Pada hari yang telah kita sepakati, sepulang sekolah, kita bertolak 
menuju pantai. Kebetulan saat itu airnya masih surut. Maka dengan 
bergegas dan berjingkat-jingkat kau menyeberangi daratan yang tersembul 
itu, sedang aku mengikutimu dari belakang. Dari jauh, dua karang hitam 
tersebut berdiri angkuh, menjulang seperti hendak menggapai langit biru.
 Setelah berjalan selama kurang lebih sepuluh menit, sampailah kita 
disana. Suasana terlihat sepi. Hanya terdengar kaokan camar yang terbang
 melintas-lintas. Di saat-saat tertentu, karang kembar biasanya ramai 
didatangi anak-anak. Tapi entah mengapa kali itu suasana begitu sepi. 
Kau bersemangat menuju sebuah lubang yang terdapat pada karang besar di 
sebelah selatan. Lubang itu menyerupai gua dan tembus ke sisi baliknya 
yang kemudian langsung dipertemukan oleh hamparan laut nan luas.
Sementara aku asyik melihat sekitar dan mengagumi kejernihan air laut
 yang menghijau, kau berteriak-teriak girang, memintaku menghampirimu. 
Sepertinya kau menemukan bagitu banyak bintang laut indah yang 
terdampar.  Aku sendiri sebenarnya malas mengikutimu karena aku telah 
terlanjur menemukan tempat yang nyaman untuk duduk-duduk sembari 
memandangi beningnya air laut, mengamati ombak yang memukul-mukul batu 
karang.
Kau tak lagi memanggil-manggilku. Aku pun tak lagi mendengar siul dan
 senandungmu. Suasana yang sepi itu hanya diramaikan oleh suara-suara 
alam yang lambat laun mulai terdengar mistis. Selintas ada semacam 
perasaan khawatir sekaligus takut yang menjalariku. Khawatir kepadamu 
yang tiba-tiba menghilang, juga takut pada suasana dimana kemudian aku 
menyadari aku sedang sendirian. Aku berdiri dan beranjak menuju ke arah 
gua batu karang itu. Sejenak aku merasa ragu karena kau pun tak 
kutemukan disana. Sepi itu semakin mencekam.

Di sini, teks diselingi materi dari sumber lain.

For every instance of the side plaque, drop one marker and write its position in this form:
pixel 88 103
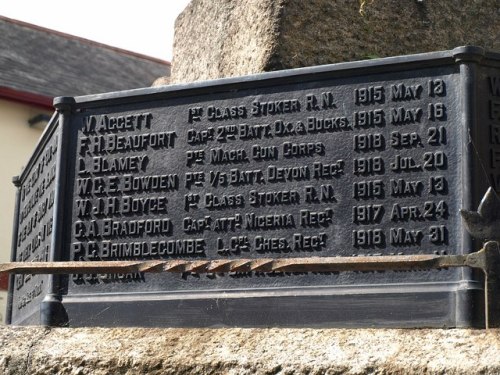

Tiba-tiba kudengar teriakanmu, memecah kesunyian. Aku tak tahu dimana
 kau berada, tapi dari arah suara aku menduga kau berada di balik batu 
karang itu. Mendengar teriakanmu, aku sudah membayangkan yang 
tidak-tidak tentangmu. Aku cemas kau terlibat dalam kesulitan.  “Ramu, 
Ramu.. Tolong aku!” Terdengar lagi lengking suaramu. Tak pelak jantungku
 berdegup semakin cepat. Aku benar-benar menjadi sangat khawatir. Aku 
benar-benar telah membayangkan hal buruk terjadi padamu.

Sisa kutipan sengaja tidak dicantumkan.